А как-то вечером, пространно рассказывая мне о ловком шантаже наших банков, он сказал:

— Извините, что я вам надоедаю со всеми этими делами, но мне не с кем поговорить, даже с Элизабет. Она всегда ненавидела Калляж. Хорошо еще, что она соглашается здесь жить! Наверное, у нее есть на то свои причины…

Знал ли он? Догадывался ли? Я на миг даже подумал, что он закрывает глаза, не желая, чтобы драмы и скандалы отвлекли его от работы.

Элизабет издали наблюдала за нами из-под полуопущенных век и наконец подошла.

— И о чем вы там опять говорите? Вы просто неисправимы! Симон, я похищаю у тебя Марка.

Она подвела меня к окну, выходящему на море.

— Какая спокойная ночь! После всех этих событий так хорошо отдышаться. А у вас усталый вид, Марк. Вы слишком много работаете. Вчера я видела, как у вас допоздна горела лампа. И Софи мне говорила, что у вас нет времени выйти прогуляться. Вы знаете, как она вас любит. Только о вас и говорит! Кстати, мы решили, что ее лучше отсюда увезти. Разве можно оставлять здесь девочку после того, что произошло?

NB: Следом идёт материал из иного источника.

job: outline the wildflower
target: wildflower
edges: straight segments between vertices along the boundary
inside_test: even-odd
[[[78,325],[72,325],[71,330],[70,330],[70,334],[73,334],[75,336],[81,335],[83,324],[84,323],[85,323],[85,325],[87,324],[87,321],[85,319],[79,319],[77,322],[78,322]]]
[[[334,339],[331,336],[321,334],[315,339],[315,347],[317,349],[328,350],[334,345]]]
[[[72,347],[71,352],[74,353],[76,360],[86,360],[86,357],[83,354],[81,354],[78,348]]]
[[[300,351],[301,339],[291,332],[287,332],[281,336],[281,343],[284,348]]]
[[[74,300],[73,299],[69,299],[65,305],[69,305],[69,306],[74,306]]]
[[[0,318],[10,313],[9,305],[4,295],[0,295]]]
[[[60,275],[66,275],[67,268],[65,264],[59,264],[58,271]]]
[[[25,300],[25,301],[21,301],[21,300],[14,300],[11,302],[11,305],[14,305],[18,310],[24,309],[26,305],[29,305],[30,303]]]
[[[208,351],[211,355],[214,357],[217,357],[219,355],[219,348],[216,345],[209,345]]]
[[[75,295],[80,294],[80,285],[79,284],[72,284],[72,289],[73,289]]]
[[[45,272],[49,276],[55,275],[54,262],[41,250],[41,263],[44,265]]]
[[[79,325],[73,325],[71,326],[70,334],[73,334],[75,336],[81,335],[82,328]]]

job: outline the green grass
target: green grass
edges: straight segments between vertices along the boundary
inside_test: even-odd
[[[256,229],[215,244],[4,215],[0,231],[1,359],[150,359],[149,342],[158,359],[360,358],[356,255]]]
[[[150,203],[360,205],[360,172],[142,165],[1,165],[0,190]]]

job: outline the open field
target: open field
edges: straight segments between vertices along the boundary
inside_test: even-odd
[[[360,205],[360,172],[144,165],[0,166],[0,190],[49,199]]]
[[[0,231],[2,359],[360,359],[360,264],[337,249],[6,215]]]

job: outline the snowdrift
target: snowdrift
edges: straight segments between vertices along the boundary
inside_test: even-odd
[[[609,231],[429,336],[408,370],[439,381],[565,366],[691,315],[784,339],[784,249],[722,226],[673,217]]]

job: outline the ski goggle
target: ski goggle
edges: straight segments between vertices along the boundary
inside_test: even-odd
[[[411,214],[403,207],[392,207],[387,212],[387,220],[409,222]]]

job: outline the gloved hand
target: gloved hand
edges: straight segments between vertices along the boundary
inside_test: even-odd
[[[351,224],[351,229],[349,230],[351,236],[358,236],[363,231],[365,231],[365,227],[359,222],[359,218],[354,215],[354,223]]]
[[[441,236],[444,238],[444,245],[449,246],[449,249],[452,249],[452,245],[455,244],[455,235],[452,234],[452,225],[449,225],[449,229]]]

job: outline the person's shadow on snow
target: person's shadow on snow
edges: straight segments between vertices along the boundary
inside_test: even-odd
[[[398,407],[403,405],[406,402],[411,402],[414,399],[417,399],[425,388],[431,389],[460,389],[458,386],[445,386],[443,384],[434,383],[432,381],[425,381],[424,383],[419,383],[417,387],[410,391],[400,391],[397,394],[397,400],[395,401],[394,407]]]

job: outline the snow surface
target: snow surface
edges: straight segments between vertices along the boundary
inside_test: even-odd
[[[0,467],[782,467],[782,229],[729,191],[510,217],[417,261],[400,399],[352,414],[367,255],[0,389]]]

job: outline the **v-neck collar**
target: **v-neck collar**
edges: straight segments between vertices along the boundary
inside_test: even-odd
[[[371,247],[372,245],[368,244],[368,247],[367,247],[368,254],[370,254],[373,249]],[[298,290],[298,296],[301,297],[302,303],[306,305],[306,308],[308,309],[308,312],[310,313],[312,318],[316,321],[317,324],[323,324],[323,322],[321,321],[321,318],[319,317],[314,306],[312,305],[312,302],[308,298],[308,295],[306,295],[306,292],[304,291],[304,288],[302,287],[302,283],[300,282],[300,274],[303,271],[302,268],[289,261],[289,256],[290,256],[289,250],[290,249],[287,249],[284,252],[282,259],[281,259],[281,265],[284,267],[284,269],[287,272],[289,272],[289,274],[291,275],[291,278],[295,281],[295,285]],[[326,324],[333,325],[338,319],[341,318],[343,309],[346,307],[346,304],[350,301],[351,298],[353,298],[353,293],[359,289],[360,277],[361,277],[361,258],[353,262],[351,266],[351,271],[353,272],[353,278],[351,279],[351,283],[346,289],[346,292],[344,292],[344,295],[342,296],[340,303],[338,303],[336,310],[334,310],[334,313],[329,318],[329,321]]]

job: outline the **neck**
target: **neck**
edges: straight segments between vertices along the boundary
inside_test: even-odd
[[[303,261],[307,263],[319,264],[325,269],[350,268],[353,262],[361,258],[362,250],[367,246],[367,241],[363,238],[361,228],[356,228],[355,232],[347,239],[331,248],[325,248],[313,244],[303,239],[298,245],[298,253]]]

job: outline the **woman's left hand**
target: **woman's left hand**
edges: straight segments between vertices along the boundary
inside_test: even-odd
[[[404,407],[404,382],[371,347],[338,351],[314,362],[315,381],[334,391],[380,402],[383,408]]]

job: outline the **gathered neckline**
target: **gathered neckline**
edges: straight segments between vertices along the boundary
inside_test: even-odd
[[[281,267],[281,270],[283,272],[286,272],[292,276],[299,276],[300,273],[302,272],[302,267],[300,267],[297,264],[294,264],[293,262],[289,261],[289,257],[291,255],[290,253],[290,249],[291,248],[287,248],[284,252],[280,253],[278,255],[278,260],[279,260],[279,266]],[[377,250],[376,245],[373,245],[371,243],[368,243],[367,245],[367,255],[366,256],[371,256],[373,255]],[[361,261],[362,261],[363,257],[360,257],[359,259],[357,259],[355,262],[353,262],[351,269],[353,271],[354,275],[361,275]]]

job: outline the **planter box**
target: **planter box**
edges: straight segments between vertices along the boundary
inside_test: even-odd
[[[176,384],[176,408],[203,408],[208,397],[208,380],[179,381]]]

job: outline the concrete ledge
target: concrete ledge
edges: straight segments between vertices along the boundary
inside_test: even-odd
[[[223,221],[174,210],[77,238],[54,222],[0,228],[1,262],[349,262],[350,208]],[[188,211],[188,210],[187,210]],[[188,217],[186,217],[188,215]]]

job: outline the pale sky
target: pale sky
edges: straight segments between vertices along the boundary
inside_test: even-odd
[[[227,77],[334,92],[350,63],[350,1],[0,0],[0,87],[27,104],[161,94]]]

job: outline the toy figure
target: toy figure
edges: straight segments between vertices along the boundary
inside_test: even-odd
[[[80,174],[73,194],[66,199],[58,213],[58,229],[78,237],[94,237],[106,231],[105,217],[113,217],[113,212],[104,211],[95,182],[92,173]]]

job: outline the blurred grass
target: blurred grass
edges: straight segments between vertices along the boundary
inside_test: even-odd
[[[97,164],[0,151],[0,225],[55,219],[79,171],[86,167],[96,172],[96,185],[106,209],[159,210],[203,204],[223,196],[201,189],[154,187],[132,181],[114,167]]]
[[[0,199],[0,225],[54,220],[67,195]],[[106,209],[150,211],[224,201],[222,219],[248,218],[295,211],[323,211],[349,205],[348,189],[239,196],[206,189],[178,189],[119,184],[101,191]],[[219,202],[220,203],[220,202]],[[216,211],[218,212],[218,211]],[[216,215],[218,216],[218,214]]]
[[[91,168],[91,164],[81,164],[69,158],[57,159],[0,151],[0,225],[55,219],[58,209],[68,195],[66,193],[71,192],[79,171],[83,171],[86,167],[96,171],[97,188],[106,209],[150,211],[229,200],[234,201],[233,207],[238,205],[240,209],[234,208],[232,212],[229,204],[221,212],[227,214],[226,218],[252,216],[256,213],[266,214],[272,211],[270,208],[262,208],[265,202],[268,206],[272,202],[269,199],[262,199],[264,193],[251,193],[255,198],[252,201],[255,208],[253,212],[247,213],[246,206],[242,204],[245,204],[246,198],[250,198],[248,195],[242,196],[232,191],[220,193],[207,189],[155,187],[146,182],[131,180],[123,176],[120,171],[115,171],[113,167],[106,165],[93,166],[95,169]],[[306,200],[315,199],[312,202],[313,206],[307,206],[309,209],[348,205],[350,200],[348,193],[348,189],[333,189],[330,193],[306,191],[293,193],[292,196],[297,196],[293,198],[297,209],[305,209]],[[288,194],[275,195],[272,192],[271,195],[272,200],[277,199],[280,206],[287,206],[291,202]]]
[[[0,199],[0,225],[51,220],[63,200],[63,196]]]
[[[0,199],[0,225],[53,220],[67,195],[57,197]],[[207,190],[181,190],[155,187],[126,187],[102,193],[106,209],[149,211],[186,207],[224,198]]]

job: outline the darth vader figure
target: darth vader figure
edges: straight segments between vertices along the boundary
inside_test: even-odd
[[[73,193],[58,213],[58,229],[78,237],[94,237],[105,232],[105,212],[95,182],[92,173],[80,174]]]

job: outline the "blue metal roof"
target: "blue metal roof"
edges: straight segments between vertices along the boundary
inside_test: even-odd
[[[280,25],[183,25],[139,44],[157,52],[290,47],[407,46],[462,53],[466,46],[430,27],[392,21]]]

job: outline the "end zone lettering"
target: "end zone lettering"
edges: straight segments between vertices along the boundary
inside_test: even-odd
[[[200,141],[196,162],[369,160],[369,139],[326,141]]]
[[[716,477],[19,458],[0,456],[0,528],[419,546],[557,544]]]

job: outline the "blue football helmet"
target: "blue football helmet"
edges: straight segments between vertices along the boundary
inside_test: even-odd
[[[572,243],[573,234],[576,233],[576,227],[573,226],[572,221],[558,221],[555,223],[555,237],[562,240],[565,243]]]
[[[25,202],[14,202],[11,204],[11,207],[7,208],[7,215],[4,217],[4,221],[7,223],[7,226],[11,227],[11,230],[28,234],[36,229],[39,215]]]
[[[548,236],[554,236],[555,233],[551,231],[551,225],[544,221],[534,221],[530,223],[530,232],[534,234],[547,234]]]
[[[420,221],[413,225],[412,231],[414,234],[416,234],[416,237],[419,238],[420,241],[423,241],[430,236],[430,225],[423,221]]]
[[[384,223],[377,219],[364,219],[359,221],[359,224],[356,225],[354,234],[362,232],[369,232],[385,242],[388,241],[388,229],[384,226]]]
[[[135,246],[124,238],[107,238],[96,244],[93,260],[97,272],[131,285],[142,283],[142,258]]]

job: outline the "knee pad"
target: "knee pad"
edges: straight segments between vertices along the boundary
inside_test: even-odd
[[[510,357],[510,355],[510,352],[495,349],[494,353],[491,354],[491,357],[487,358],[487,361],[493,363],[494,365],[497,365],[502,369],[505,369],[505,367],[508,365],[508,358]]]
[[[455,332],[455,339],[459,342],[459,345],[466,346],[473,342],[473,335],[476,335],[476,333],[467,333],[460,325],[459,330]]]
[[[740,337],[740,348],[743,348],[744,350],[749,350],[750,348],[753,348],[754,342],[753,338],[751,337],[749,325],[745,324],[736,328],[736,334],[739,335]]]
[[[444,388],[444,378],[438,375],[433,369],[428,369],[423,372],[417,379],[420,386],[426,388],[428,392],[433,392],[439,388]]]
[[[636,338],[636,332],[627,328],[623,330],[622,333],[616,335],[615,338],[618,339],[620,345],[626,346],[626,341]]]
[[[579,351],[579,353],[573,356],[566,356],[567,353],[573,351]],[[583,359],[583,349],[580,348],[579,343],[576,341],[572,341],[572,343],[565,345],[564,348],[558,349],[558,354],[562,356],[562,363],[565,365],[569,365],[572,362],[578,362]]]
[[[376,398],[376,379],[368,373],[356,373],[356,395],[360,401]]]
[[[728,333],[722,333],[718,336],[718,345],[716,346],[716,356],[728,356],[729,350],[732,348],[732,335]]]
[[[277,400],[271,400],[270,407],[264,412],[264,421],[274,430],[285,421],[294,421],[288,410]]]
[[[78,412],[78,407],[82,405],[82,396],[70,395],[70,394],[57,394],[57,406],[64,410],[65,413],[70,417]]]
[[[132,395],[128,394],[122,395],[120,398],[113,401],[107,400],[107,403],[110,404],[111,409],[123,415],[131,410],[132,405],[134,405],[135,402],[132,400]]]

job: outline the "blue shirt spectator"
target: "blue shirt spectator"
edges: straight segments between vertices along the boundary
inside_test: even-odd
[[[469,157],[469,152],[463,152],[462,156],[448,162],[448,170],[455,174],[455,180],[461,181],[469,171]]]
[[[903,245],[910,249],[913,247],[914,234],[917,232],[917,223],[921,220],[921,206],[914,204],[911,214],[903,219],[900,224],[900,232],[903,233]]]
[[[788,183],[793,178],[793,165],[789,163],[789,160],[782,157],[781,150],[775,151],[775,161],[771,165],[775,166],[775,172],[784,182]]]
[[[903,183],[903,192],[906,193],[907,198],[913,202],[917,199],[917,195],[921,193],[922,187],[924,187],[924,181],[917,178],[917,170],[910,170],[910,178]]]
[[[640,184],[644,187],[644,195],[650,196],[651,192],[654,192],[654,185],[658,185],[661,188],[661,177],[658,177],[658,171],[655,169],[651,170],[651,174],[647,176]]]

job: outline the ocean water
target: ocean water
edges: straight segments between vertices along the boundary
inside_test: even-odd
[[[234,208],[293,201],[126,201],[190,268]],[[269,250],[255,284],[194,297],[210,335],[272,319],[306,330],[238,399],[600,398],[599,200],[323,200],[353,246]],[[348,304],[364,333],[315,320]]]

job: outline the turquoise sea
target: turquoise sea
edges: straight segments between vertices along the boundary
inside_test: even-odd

— Да, конечно. Но я буду очень скучать без нее. А вы останетесь?

— Вероятно, да, — сказала она. — К тому же положение не столь уж серьезно. Все уладится. С Симоном все всегда улаживается… Верите ли, Марк, я даже начинаю любить этот край!

Она была так обаятельна, что я не мог оставаться равнодушным. Знала ли она, что я знаю? Мне было приятно держать ее в руках хоть таким образом, коли уж мне не удавалось держать ее иначе. В глазах ее вспыхнула искорка вызова, казалось, она хотела сказать: «Вы плохо меня знаете и поверхностно судите обо мне, вы даже не догадываетесь, на что я способна». Я и в самом деле не догадывался, но больше всего желал, чтобы она не стала помехой на пути Дюрбена, который был также и моим путём. Она могла полностью рассчитывать на мое молчание.

Элизабет снова принялась говорить о Софи, о книгах, которые та читает, о ее прогулках.

— Здесь, на Юге, порой переживаешь прекрасные мгновения! — сказала она.

Ну, это уж слишком! У меня даже дыхание перехватило.

— Что ж, возвращайтесь к Симону, — заключила она. — Он вас заждался.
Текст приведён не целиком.